Arrow-right Camera
The Spokesman-Review Newspaper
Spokane, Washington  Est. May 19, 1883

Woman Sues After Attack At Atm Says Cash Machine Near Road Offers Invitation For Robbers

Nancy Bartley Seattle Times

She needed cash. She had a cash card. He needed cash. He had a knife.

The two came face to face one morning at a cash machine near the airport.

Eleven minutes later, Gina Sims - beaten, bleeding and robbed - staggered onto a busy highway south of Seattle for help.

She survived the attack but spent days in a hospital.

Now, three years later, Sims is suing Washington Mutual Bank, claiming its cash machine at 18400 Pacific Highway South is unsafe. It’s in the middle of a violent-crime area, she said in her lawsuit, with its dispensing side hidden from view and with landscaping that had given her attacker a perfect place to hide.

“I stopped on my way to work to get money for gas,” said Sims, an accountant. What happened “changed my life.”

Throughout the United States there are more cases - and lawsuits - like this one as banks pare staffing, and customers in increasing numbers - some 16 million transactions a day - seek services at automated teller machines.

In Seattle alone, there were a dozen ATM robberies in as many days around Christmas.

Many states, including Washington, have passed laws requiring banks to maintain proper lighting around their ATMs and to instruct customers in basic safety precautions related to their use.

Washington Mutual didn’t do that, Sims claims in her suit, which was filed in King County Superior Court.

The bank disagrees. “When we locate our ATMs, we do so with a mind toward safety,” said bank spokeswoman Libby Hutchinson. “Of course, we would always urge people to exercise good judgment when they access them.”

John Soltys, an attorney for the bank, said, “Whether or not there is anything wrong with (the placement of the cash machine Sims used) will be for a jury to decide.”
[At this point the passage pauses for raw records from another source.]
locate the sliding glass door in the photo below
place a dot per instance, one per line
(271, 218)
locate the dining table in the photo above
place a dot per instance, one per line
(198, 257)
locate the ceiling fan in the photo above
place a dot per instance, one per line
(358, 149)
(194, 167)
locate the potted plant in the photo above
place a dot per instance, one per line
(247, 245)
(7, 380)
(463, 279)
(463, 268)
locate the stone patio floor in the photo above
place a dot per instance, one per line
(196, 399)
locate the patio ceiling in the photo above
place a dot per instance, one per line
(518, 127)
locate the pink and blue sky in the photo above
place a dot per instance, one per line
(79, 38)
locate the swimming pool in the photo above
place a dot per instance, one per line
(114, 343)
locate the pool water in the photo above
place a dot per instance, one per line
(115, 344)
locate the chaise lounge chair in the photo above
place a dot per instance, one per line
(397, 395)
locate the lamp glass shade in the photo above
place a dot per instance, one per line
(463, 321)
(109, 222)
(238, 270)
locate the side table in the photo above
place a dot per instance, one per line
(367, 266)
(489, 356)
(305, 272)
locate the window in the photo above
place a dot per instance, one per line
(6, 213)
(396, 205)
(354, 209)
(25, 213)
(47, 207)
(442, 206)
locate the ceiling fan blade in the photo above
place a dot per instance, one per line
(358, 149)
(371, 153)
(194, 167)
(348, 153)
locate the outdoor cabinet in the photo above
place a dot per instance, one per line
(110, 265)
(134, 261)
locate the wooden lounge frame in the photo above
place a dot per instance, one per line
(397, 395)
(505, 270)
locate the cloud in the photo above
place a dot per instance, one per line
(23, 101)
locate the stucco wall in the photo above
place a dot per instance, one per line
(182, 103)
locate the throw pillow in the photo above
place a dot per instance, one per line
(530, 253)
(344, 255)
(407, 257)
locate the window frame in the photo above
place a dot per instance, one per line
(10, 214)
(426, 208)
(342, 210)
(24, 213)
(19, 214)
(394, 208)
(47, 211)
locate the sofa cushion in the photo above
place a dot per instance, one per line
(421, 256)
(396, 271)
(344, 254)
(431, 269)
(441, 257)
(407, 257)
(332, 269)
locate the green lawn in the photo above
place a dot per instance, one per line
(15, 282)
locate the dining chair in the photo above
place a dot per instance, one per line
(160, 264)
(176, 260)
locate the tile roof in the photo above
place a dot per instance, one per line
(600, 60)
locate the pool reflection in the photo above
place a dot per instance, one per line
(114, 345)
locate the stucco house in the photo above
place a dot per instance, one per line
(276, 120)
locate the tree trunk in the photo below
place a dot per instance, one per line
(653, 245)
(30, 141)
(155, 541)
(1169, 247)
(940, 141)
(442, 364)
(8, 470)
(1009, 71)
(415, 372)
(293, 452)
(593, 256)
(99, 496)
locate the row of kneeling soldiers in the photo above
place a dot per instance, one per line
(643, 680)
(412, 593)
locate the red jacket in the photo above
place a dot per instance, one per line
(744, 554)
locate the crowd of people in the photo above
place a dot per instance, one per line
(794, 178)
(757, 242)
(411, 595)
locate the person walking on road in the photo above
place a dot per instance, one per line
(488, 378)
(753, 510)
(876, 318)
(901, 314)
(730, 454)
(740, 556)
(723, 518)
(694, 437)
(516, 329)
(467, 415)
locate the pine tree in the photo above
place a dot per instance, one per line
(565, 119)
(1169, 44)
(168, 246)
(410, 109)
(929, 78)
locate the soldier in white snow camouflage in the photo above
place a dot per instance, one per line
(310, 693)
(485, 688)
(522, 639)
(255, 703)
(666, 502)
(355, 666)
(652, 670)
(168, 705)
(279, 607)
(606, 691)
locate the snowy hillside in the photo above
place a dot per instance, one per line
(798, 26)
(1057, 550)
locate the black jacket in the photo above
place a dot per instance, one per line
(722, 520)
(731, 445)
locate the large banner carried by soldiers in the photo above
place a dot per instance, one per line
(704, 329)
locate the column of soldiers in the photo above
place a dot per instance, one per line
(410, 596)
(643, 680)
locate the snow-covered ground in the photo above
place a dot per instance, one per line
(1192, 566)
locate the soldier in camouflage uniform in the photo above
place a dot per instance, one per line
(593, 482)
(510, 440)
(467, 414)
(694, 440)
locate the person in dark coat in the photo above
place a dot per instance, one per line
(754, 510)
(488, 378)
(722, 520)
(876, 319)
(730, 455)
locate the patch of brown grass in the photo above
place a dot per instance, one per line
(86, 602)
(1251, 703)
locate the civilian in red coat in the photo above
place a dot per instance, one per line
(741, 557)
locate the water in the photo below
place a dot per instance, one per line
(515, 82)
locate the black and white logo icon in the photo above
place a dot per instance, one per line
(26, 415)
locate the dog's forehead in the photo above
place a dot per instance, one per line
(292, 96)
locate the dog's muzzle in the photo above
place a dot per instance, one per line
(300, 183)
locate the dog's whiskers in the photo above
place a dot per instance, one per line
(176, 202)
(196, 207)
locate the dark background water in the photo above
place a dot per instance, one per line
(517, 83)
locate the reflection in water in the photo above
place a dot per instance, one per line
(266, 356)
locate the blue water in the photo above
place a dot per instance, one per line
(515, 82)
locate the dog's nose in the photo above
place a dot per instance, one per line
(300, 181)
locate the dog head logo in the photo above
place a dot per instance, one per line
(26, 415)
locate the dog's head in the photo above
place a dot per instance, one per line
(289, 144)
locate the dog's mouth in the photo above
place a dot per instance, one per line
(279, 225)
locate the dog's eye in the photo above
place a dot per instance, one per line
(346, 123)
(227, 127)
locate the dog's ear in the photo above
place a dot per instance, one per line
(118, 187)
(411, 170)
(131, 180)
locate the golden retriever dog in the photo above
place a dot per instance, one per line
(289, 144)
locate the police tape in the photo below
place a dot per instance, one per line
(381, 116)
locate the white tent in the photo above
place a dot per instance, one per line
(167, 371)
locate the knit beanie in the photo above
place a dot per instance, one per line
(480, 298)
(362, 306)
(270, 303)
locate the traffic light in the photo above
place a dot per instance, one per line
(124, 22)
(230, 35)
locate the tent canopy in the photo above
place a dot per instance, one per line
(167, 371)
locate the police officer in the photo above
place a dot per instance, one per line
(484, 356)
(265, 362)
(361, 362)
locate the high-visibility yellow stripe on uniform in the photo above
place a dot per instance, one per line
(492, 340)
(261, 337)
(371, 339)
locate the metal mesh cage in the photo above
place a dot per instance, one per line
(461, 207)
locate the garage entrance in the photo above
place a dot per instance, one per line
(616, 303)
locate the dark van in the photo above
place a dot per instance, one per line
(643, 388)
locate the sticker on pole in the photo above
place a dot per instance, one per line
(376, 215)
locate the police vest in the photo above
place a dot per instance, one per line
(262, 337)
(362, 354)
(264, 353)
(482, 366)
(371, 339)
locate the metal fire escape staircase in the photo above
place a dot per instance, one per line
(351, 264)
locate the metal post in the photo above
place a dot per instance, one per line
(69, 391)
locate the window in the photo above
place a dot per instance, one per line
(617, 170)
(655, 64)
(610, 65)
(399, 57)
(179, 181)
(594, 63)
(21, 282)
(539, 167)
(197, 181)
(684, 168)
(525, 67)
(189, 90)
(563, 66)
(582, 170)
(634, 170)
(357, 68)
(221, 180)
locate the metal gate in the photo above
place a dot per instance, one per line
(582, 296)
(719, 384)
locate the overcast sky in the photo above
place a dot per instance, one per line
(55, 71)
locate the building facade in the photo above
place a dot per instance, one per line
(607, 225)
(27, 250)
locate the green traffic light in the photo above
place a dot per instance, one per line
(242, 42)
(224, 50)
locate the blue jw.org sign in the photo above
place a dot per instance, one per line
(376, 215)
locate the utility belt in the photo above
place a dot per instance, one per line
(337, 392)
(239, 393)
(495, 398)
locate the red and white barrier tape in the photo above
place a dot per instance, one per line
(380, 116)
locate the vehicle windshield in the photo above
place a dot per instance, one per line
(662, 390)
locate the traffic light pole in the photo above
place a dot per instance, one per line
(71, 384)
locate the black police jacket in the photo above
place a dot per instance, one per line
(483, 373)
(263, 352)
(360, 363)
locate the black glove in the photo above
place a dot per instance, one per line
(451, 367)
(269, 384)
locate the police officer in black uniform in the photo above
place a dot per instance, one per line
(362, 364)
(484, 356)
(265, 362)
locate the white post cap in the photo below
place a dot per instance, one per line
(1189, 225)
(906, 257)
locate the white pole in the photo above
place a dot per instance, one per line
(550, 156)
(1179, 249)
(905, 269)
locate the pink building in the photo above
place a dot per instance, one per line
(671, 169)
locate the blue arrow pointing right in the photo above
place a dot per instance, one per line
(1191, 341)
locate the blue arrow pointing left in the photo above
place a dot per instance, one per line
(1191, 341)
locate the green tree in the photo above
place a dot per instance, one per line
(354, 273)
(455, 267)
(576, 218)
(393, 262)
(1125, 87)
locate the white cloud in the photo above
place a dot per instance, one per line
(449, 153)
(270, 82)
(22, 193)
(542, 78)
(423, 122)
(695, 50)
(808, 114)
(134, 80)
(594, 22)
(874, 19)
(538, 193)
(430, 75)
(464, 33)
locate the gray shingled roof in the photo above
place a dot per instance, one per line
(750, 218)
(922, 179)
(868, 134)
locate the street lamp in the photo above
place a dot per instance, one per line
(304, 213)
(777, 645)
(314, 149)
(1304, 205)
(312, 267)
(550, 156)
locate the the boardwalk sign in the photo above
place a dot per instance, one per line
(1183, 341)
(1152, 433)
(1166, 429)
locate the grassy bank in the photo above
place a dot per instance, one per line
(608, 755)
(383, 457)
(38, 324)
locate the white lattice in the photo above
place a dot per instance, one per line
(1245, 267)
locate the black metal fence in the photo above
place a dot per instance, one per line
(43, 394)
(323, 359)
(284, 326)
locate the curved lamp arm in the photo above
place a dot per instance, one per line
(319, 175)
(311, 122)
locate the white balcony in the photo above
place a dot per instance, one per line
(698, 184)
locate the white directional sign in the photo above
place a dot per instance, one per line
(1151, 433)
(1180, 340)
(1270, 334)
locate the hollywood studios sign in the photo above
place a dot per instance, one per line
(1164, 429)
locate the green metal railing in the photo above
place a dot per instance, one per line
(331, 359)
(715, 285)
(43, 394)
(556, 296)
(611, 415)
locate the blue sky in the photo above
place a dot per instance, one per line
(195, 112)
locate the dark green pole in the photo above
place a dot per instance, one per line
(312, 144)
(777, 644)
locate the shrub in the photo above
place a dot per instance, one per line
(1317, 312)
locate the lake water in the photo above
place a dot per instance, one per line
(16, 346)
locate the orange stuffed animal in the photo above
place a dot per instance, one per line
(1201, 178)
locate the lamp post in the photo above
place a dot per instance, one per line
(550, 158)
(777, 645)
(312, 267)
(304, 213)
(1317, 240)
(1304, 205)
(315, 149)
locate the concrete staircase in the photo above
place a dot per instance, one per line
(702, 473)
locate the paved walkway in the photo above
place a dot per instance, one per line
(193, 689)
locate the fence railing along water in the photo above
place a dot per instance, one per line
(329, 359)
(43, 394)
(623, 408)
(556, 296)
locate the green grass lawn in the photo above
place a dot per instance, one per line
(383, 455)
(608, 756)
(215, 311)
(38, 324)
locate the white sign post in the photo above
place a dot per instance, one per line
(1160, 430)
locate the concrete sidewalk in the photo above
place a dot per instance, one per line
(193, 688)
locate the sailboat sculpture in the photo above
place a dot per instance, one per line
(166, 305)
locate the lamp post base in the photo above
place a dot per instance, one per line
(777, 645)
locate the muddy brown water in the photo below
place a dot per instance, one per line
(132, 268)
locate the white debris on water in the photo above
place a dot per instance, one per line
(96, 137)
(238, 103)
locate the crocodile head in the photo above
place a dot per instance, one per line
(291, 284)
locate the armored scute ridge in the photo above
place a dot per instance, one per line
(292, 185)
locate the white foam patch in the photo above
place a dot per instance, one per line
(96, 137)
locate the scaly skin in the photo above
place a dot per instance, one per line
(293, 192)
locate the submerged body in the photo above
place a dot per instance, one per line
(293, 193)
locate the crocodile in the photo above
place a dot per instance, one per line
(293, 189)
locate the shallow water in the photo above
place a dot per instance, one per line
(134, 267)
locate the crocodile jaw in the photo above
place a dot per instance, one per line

Sims, 38, recalled the violence of her March 1995 attack.

It was about 7 a.m. when she pulled up to the SeaTac-area cash machine on her way to work at a manufacturing company. Nobody else was around - or so it appeared.

She got out of the car, walked to the machine and removed a cash card from her purse. Suddenly, a man came up from behind her, grabbed her by the arm and demanded money.

She tried to return to the safety of her car, but the man, claiming he had a knife, dragged her back to the machine and forced her to take out money.

She ran back to her car again, but he followed her. He hit her over and over. Then he grabbed her car keys and ran away.

Sims, choking and unable to scream for help, managed to flag down a motorist who called police. She was rushed to the hospital in an ambulance. A short distance away, officers caught the attacker, who later confessed to beating Sims and stealing $40 from her. He was sent to prison.

Sims’ attorney, Amos Hunter, believes the attack might not have happened if the ATM had been more open to public view, in accordance with the law.

Hunter also claims Washington Mutual should have warned customers about the risks of using that ATM. Security expert Bob Wuorenma, who may be called as a witness at the trial, agreed.

“The potential for robberies and assaults committed against ATM customers at the locale … was reasonably foreseeable to Washington Mutual and its security professionals,” he stated in court documents filed with the lawsuit.

According to the court documents, in the year before the attack, King County Sheriff’s deputies handled a host of crimes in the one-mile area of Pacific Highway South in front of the ATM: four rapes or attempted rapes, five highway robberies, one residential robbery, one carjacking and 13 assaults with guns, knives or other deadly weapons.

But even in relatively safer areas, there are risks in withdrawing money from a cash machine.

That’s in part because, from a criminal’s point of view, robbing someone at a cash machine is probably a better bet than holding up a convenience store or service station, where there may be surveillance cameras, the clerk could be armed, and customers could intervene, according to Wuorenma.

The safest cash machines, he added, are inside stores or at drive-through banks, where users can remain inside their cars.

To those who complain that cash machines in stores ask a surcharge, Wuorenma said, “Isn’t your safety worth 50 cents?”